At least Dr. Kevorkian didn't do it for the money!

Have They No Shame?

These data demonstrate the naivety of denying the financial drivers behind many physicians' treatment practices - even in the extreme situation of patients with advanced cancer who are further compromised by toxic cancer treatments.

It's despicable by any standard, yet it's the norm today. The study in Health Affairs didn't examine a subset of oncologists, after all. It examined total oncology spending for chemotherapy by ALL oncologists in America.

If you or a loved one is diagnosed with cancer, make sure you and they are wise to what's really going on here.

Demand an integrative approach to cancer treatment that minimizes the dose of chemotherapy and/or radiation therapy by using herbal and/or nutritional supplements like melatonin and astragalus. These, among others, may help you reduce the amount of chemotherapy and/or radiation exposure needed for a given result and reduce treatment side-effects.
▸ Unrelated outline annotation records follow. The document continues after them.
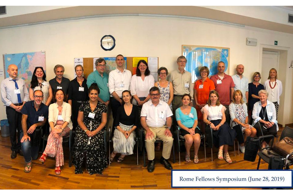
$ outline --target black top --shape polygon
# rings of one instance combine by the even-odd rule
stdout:
[[[259,83],[256,86],[252,83],[248,84],[248,110],[251,110],[253,109],[253,105],[257,102],[259,101],[259,99],[253,98],[251,94],[253,94],[259,96],[259,91],[262,89],[264,89],[263,85]]]
[[[43,116],[47,120],[48,119],[49,107],[42,103],[37,111],[34,108],[34,101],[32,101],[26,102],[21,109],[22,114],[27,115],[27,130],[32,125],[39,122],[39,116]]]
[[[73,102],[75,102],[77,101],[85,101],[89,99],[86,79],[85,79],[81,83],[81,87],[84,88],[83,91],[79,90],[80,87],[76,77],[70,81],[68,87],[68,100],[71,100]]]
[[[57,87],[62,87],[62,89],[63,90],[65,94],[66,95],[68,94],[68,86],[69,85],[69,83],[70,82],[70,80],[65,77],[63,77],[62,78],[62,80],[61,81],[61,83],[59,83],[56,80],[56,77],[54,79],[52,79],[49,81],[49,83],[50,85],[51,86],[51,88],[52,88],[52,90],[53,91],[53,93],[57,89]]]
[[[260,117],[263,120],[263,115],[262,114],[263,113],[264,113],[265,116],[266,117],[266,118],[264,120],[265,121],[269,122],[269,118],[268,118],[268,114],[266,113],[266,106],[265,106],[265,107],[262,106],[262,109],[260,110],[260,112],[259,112],[259,117]]]
[[[119,122],[125,125],[132,125],[138,126],[138,107],[135,105],[133,105],[131,113],[129,116],[127,116],[125,112],[124,105],[118,108],[115,117],[114,125],[115,127],[119,126]]]

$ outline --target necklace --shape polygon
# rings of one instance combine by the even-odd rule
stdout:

Do not simply comply with what may be a self-serving treatment overdose to fatten your doctors' wallets without doing your homework and everything possible to avoid treatment injury that could shorten rather than extend your life.

[1] Consensus of physician ownership of health care facilities – Joint Ventures in radiation therapy. N Eng J Med, 1992;327:1457-501.[hr]

This article is provided for informational and educational purposes only.
It does not constitute medical advice and should not be relied upon as such.